TV Review: Becoming Elizabeth (Season 1)

A cast full of my faves makes Becoming Elizabeth highly watchable – shame it’s been cancelled!

“You can’t change the game we find ourselves in”

Tudor drama never gets old for TV bosses but it’s a shame that Anya Reiss’ Becoming Elizabeth didn’t make it past its first series, not least because Romola Garai’s Mary Tudor was one of its absolute highlights. In truth, the title felt like a bit of a misnomer as the subject here really was the wider Tudor court in the immediate aftermath of the death of Henry VIII and the contrasting fortunes of his three surviving children.

Between them, Mary, Elizabeth and Edward had three different mothers and so inevitably, three different spheres of influence built up around them, courtiers competing to stay in favour depending on how the power dynamics of the day are going. The show makes great hay out of this, showing the male-dominated royal council as the real seat of power, particularly given Edward still being a kid, but also showing how the women of the court were also able, at times, to exert their own influence.

And what women! Jessica Raine’s Catherine Parr relishing the sexual freedom of becoming a widow; Romola Garai’s Mary Tudor, a devout Catholic horrified by the spread of Protestantism; Alexandra Gilbreath’s compassionate Kat Ashley; all circling Alicia von Rittberg’s Elizabeth Tudor, a nervous teenager slowly coming into the understanding of her position. I’m not sure von Rittberg was the best casting, a little too old and not quite impactful enough in her acting choices to stand up to the quality around her.

For she also has to do battle with the men of the piece. John Heffernan gets a fantastic part in Edward Seymour, the Duke of Somerset and self-nominated Lord Protector holds onto power with an iron grip; Tom Cullen impresses as his brother Thomas Seymour, whose rampant horniness sees him take stepmother and stepdaughter in quick succession; Jamie Parker is excellent too as John Dudley, possibly the closest to a decent man in this grouping, especially compared to the brilliant snivelling of Leo Bill’s Henry Grey, an ineffectual courtier but father to Bella Ramsey’s Jane Grey (someone else cheated of what would have come in a second series).

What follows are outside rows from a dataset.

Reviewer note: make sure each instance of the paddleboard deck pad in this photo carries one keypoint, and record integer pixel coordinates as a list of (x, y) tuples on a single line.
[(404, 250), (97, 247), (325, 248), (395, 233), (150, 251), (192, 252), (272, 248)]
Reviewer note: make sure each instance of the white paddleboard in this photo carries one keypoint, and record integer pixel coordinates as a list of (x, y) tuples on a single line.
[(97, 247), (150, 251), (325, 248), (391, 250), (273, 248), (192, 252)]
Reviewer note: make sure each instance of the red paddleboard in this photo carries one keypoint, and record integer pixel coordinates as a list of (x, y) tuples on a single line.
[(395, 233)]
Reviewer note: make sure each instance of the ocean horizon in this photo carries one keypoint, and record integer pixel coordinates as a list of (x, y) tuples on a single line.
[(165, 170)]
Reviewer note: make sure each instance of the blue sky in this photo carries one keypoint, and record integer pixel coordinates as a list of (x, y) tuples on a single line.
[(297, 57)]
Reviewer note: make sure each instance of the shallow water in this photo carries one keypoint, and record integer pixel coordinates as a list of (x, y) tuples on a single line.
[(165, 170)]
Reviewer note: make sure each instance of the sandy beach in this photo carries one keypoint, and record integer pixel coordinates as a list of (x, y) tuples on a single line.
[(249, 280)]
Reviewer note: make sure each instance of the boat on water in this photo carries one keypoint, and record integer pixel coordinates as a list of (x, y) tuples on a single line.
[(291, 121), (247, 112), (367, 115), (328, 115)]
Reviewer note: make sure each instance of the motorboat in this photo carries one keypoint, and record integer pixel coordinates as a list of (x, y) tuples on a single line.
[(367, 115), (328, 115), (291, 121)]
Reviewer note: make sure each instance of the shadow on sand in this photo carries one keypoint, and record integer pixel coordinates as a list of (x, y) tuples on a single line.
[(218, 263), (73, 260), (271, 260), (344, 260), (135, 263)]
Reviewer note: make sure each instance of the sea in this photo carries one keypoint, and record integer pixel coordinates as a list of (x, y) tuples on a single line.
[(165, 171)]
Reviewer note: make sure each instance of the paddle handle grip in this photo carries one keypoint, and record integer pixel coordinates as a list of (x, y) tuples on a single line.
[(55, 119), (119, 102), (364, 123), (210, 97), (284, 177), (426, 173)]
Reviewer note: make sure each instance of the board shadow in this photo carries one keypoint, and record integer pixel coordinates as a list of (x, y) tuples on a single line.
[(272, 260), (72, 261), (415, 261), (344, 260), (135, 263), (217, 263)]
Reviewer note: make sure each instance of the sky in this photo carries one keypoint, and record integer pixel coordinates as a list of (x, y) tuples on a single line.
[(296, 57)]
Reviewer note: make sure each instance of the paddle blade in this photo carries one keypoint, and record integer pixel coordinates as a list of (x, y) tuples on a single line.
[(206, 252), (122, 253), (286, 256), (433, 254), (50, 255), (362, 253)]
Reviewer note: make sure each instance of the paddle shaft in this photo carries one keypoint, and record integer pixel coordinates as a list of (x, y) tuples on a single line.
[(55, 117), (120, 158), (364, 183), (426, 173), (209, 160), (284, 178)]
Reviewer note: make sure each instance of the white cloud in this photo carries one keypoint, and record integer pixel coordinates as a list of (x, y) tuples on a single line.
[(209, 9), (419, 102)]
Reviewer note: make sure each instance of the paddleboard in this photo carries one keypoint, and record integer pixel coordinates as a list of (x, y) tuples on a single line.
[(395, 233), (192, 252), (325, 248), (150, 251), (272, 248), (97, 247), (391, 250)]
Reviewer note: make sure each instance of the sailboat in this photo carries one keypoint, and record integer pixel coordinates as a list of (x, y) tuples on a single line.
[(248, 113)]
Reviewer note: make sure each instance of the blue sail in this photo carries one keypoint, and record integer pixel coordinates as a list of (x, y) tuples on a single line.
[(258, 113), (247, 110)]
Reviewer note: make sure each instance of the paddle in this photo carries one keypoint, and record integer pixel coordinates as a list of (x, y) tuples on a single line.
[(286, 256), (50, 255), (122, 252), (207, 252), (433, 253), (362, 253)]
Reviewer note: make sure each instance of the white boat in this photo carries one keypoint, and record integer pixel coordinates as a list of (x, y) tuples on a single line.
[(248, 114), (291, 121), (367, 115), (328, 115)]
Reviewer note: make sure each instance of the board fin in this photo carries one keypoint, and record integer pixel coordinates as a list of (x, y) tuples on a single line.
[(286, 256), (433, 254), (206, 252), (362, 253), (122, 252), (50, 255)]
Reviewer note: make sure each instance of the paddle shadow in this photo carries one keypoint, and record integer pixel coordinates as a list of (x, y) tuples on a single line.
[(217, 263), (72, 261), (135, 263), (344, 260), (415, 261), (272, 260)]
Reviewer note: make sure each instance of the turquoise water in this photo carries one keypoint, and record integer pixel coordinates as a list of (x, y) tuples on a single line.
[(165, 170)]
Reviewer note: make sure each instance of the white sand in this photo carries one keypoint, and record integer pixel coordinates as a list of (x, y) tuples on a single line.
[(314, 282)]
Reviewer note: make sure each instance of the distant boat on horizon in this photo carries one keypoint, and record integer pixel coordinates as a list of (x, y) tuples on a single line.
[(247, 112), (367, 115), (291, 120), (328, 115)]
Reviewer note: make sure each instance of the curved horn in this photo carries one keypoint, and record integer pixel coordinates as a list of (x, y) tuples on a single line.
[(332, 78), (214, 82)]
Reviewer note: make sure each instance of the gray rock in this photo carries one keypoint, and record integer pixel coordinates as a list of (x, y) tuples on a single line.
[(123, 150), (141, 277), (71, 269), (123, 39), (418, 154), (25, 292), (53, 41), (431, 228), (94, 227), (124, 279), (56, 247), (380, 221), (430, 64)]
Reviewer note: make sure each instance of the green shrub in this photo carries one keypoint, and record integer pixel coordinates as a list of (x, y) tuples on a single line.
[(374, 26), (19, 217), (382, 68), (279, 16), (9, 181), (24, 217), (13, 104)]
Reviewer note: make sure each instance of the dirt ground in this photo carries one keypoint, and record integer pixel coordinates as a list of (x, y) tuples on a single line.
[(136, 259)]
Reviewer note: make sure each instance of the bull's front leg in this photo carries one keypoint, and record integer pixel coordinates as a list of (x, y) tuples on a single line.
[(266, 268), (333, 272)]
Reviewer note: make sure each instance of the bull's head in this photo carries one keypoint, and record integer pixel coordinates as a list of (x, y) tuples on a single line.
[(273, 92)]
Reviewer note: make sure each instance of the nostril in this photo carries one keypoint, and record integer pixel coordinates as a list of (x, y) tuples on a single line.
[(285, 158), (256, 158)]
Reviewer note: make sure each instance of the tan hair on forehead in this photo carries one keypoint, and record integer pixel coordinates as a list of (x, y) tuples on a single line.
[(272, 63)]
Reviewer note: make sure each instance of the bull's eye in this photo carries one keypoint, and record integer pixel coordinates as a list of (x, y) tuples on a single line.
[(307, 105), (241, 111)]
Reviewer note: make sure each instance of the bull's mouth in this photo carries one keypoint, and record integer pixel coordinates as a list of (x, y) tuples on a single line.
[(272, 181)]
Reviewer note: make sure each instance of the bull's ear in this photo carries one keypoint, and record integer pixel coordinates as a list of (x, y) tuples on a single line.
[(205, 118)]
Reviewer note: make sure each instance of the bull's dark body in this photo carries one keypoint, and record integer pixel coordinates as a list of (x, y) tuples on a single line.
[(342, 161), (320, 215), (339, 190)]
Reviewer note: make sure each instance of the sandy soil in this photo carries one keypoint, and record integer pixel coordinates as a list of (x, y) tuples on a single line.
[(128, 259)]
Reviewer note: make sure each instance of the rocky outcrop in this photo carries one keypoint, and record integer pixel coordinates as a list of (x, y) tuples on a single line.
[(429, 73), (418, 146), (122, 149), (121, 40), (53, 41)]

The dynastic struggles are familiar but given a fresh feel here, particularly since Edward VI’s reign perhaps isn’t as well known as Elizabeth’s, and the perspective of the sibling relationships feels compellingly drawn throughout. History dictates that we don’t get enough of too many of the female characters – Raine’s Catherine Parr could carry all 10 episodes alone given the chance – but the richness of the ensemble means it powers through the end with style.